At first you think, well its society's social context that is smuggling in the moral "oughts." The problem is certainly not with reality. But then you realize they are kind of right? The social function of this claim, indeed has moral content. In this society, height simply is the gauge of moral status. Stating otherwise doesn't make it go away, just like saying 2 + 2 = 5 doesn't make it true -- that's reality for you. It's at this point you realize your neck is getting a bit strained, because you're constantly looking up -- everyone else in this room is very, very tall. These arguments evolved in Tall Clubs around the nation and are handed down from the credentialed Tall to the less-credentialed mid-statures.

It makes you wonder why all of their interventions to the low-status involve treating symptoms and correlates, instead of identifying how to change the moral valuation, which is the root cause of it all.

So by now most of you are thoroughly short on patience, having realized immediately that "height = intelligence." But the real point: the academic and intellectual authorities that are loudest about the problem are the ones stringently enforcing the taboo holding it all up! Is that a coincidence?

I can tell you this with absolute certainty. As a much above average man in height, but still on the short end of my extended family, I have experienced absolutely zero in social benefits, moral stature, recognition or anything else on the basis of how tall I am. A lot of people I meet seem to go around thinking this, but it simply isn’t rooted in fact at all.

I always tried having a lot of moral consistency and integrity because I was raised that way, but it doesn’t pay off try to remain a pious and morally upright individual who was built for 1950s America, when that culture has been dead for 70 years. Cruel life experience has taught me that overtime, and even as of recent. “No good deed goes unpunished.” I don’t think I’ll ever understand the mentality of the mass of people I meet in today’s world. Maybe that’s for the better, because there’s definitely no logic to what they do.

One undeniable conclusion I’ve come to though is that most people are completely horrible judges of character. I mean it. Straight up. They’re just very stupid people. I’ve had people say I’m too serious. Others say I’m too immature. Others who can’t detect the most obvious red flags and other shit in people they come across, etc. In reality I’m just an ordinary person.

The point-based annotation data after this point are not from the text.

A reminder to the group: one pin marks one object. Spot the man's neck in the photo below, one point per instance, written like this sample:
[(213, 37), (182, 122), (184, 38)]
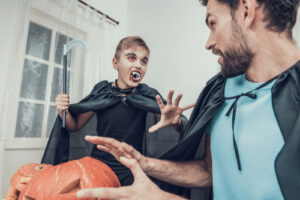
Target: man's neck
[(275, 55)]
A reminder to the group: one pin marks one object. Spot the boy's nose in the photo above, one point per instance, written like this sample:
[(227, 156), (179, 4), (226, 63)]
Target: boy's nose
[(138, 65)]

“It isn’t a measure of health how well adjusted someone can be to a profoundly sick society.”

I have experienced absolutely zero in social benefits, moral stature, recognition or anything else on the basis of how tall I am.

Or more likely you have experienced all of those benefits, and your life would really suck if you were 5'5".

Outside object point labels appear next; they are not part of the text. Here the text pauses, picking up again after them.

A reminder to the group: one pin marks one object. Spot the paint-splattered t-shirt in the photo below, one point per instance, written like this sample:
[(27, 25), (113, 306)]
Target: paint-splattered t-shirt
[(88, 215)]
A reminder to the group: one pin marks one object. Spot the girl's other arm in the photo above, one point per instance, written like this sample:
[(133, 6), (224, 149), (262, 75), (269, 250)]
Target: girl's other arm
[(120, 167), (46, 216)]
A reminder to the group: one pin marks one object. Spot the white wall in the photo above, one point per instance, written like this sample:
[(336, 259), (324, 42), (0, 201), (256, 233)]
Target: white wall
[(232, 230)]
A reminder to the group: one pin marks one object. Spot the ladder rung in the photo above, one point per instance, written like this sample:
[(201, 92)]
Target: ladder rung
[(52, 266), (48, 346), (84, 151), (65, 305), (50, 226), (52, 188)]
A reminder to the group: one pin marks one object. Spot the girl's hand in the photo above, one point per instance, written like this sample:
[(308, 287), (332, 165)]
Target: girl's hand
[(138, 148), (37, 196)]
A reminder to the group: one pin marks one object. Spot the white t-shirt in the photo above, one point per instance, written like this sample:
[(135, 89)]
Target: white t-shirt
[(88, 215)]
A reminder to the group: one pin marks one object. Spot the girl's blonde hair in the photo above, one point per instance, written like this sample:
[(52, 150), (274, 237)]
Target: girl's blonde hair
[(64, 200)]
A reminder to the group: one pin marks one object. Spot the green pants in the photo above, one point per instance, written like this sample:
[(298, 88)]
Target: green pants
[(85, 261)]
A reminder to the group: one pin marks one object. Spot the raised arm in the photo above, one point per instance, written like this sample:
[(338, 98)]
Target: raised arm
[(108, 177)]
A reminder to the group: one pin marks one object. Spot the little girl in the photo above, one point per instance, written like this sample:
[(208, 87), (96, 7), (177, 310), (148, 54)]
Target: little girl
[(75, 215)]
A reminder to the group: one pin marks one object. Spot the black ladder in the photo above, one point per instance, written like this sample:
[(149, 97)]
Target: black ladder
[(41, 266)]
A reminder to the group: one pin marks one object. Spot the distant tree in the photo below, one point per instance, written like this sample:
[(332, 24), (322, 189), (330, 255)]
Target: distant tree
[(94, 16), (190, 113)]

That's the problem with both privilege and discrimination, you can't know the counterfactual. The privileged can't know how bad their lives would be without their privilege, and imagine they would be about the same. The victim of discrimination imagines that their lives would be perfect were they privileged, but that's rarely the case.

Or more likely you have experienced all of those benefits, and your life would really suck if you were 5'5".

This reminds me of a joke/meme I saw on /r/AverageHeightDudes, which the Reddit algo recommended to me for a bit when the Minnesota shootings were a hot topic (even Redditors were doing some mass Noticing that progressives were not so body positive when it came to trying to denigrate ICE agents as chubby manlets). It went something like:

Typical post on /r/tall: "Being tall is overrated. I'm tired of getting cramped in airplane seats and having to bend down to kiss dates."

Typical post on /r/shortguys: "I'm going to kill myself."